The recent floating of a $1 billion six year bond to finance recurrent expenditure signals that Government does not have a clear and well thought out debt management strategy, or even a broader strategy to engage in a healthy mix of financing options, economist Valmiki Arjoon told the T&T Guardian yesterday.
He is also concerned that the country has not been told how the new debt will be used. While in a broad sense the country has been told the bond receipts will be used for recurrent expenditure there is no clarification on what it will be used for or the anticipated financial returns.
Arjoon said the big question Minister of Finance Colm Imbert must answer is how the expected debt burden will stimulate industrial growth and economic transformation.
The bond issue was more than three times oversubscribed, which Arjoon said indicates that investors are "yearning for avenues that offer higher and more competitive returns." However, he believes that "excess liquidity averaging at $4 billion in the financial system also accounted for this oversubscription."
"Additional debt is being raised impulsively," he said, adding that this may signal that the economy is under-performing and that Government has serious doubts they will be able to raise the budgeted revenue of $47 billion for this year.
"So they are seizing the opportunity to raise new financing via added debt," he said.
The bond issue started at $500 million and was upsized to $1 billion. Arjoon said it is apparent from the upsize that debt can be raised from the local capital market with little difficulty. But he said such easy money can foster the infamous adverse selection and moral hazard issue, where there is less care with how finances are spent and the riskiness of some project. In the event of losses caused by risky decisions, he warned, Government "may be inclined to believe they can easily attain more money by raising additional debt to cover their losses."
Arjoon speculated that Government might be taking advantage of the over subscription and raising more debt locally.
He said: "It is likely to be more expensive to borrow from the US in the coming year, given the recent hike and the upcoming additional hikes in the US interest rates." For that reason, he said, the state might be "less eager to borrow from the US and could possibly be substituting some planned debt financing from the US market with additional local debt."

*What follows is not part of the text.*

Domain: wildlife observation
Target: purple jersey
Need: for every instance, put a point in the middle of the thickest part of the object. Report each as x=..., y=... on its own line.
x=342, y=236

The economist said Government needs to be mindful of "increasing the debt burden which will crowd-out future investments and savings, especially if the funds raised aren't put to profitable use" and especially in a situation where the "debt burden is in excess of 60 per cent of GDP, and very little is being done to stimulate GDP growth."

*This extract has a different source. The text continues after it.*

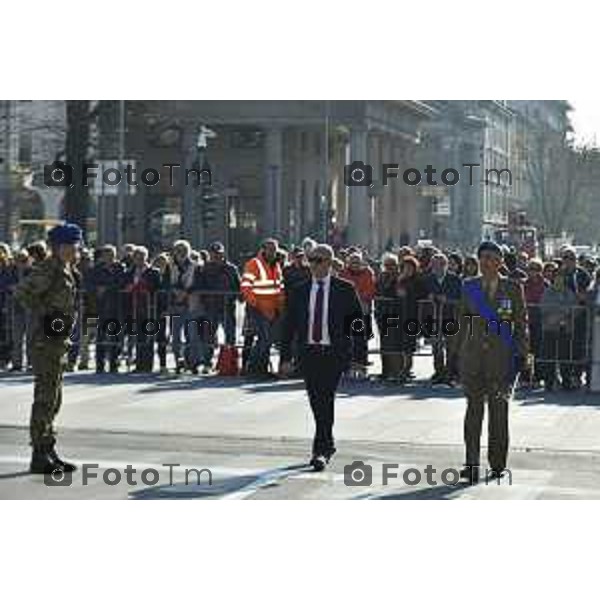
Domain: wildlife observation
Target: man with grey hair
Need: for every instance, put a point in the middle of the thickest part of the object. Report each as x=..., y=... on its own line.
x=320, y=315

"If poor financial planning such as this continues, especially when monies raised are not used to stimulate productive activities and export diversification, growth will be sluggish and we will find ourselves in chronic financial turmoil," he said.

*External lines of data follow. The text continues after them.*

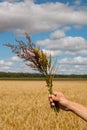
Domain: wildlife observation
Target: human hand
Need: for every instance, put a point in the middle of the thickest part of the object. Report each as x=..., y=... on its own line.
x=60, y=100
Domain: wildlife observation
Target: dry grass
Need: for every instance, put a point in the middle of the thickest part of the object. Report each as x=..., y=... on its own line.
x=24, y=106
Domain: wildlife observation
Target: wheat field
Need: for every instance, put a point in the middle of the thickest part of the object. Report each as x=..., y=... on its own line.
x=24, y=105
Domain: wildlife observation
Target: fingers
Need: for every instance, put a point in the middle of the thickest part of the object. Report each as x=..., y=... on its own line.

Arjoon said raising debt in such a spontaneous manner will continue to damage the country's financial reputation and erode investor confidence in the economy, taking T&T steps closer to another downgrade by credit ratings agencies.
Since the economy has declined by 4.5 per cent, Arjoon suggested less conventional financing approaches. He said Government has already signalled that it intends to raise finds through divestments of state assets such its 20 per cent shareholding in First Citizens Bank and the National Gas Company's residual 51 per cent shareholding in T&T NGL Limited.
"It would be more prudent to engage in these methods and similar methods of equity financing, as they successfully raise money without increasing the debt burden," he said.
Arjoon further advised that a small part of the sale be open to foreign investors to earn foreign exchange in the process.